Los otros transmigrados probablemente ya han sometido al Príncipe y al Emperador.
Y ella todavía está en el camino al exilio, preocupándose por esta noche, por cómo sacar comida del espacio, y cómo escapar del destino de ser humillada como la original.
Sin embargo, las tramas personales parecen ser cambiables, por ejemplo, en aquel entonces, Tang Zan fue mordido por lobos, y luego desapareció.
¿Al final, no fue salvado por ella?
Sin embargo, sigue en el exilio.
Es solo que sus heridas aún no han sanado, y su descenso a la oscuridad continúa.
Ella no quiere verse afectada por el Poder de la Trama, ni quiere ser manipulada por ese oficial del gobierno; todavía no tiene una mentalidad tan abierta.
Pei Shu’er evidentemente subestimó el Poder de la Trama; incluso cuando salió a buscar agua, pudo encontrarse con Xu Jia.
Las manos de Xu Jia aún no han sanado, ambas envueltas en tela blanca, colgando a sus costados, parado a diez metros de Pei Shu’er.
Cuando vio a Pei Shu’er, su mirada era tan ardiente que parecía que podía derretirla.
Intentó persuadirla:
—Pei Shu’er, créeme, sígueme y no saldrás perdiendo.
Pei Shu’er nunca consideró seguir a nadie o convertirse en vasalla de alguien.
Ella dijo:
—Gracias por su favor, Señor, pero hay mucha gente aquí; temo que se reirán de nosotros si nos ven.
Xu Jia fue bastante indiferente, diciendo fríamente:
—Si se atreven a hablar de oficiales del gobierno, pueden esperar la muerte.

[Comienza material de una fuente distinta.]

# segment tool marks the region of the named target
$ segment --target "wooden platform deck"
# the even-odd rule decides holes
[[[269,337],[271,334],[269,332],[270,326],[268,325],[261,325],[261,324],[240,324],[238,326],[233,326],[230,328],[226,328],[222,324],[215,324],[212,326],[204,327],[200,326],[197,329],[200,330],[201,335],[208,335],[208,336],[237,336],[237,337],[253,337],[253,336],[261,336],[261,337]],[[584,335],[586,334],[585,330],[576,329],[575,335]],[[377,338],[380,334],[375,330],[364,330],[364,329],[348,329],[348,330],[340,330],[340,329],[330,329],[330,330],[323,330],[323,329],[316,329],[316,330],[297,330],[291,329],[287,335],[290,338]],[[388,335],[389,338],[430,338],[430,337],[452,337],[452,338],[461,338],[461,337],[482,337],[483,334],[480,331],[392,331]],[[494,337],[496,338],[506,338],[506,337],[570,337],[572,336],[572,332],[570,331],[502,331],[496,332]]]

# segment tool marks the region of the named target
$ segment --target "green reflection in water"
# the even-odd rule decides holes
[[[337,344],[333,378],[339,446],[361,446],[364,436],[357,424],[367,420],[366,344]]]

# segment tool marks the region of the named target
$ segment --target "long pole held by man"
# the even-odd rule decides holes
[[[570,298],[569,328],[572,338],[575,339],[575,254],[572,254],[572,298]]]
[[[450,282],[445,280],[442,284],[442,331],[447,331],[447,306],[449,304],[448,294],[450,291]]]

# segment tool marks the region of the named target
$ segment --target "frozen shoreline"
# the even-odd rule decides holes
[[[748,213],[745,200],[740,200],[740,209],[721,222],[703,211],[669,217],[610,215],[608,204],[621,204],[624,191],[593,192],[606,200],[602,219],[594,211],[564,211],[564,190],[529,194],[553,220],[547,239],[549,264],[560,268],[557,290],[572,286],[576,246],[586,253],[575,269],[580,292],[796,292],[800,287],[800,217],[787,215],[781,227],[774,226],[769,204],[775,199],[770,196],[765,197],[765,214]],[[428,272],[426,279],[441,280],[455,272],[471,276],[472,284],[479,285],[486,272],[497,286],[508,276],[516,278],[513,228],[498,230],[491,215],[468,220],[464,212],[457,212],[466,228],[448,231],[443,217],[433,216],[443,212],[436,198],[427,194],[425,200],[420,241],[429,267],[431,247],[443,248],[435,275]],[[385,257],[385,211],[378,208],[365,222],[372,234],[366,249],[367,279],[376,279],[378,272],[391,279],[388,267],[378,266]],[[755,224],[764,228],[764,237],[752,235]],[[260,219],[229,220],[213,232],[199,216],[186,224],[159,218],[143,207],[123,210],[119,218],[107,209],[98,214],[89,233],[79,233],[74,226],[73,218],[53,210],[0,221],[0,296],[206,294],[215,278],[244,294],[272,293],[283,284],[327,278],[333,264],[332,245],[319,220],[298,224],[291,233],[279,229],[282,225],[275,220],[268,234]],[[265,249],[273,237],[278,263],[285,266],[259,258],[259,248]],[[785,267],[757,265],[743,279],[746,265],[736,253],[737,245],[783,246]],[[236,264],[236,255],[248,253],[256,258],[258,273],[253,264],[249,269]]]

Pei Shu’er no esperaba que Xu Jia fuera tan despiadado.
Pero en efecto, si no fuera despiadado, probablemente no se habría atrevido a intentar humillarla.
Xu Jia persiguió a Pei Shu’er por unos pasos, y Pei Shu’er entonces corrió frenéticamente, bebiendo Agua de Manantial Espiritual por el camino.
De repente, Xu Jia resbaló, pisando algo blando, y cayó.
Cuando levantó la cabeza, descubrió que Pei Shu’er había desaparecido.
…
En los siguientes días, el viaje transcurrió sin incidentes.
Aparte de las fuentes de agua y comida cada vez más difíciles de encontrar, no ocurrió nada importante.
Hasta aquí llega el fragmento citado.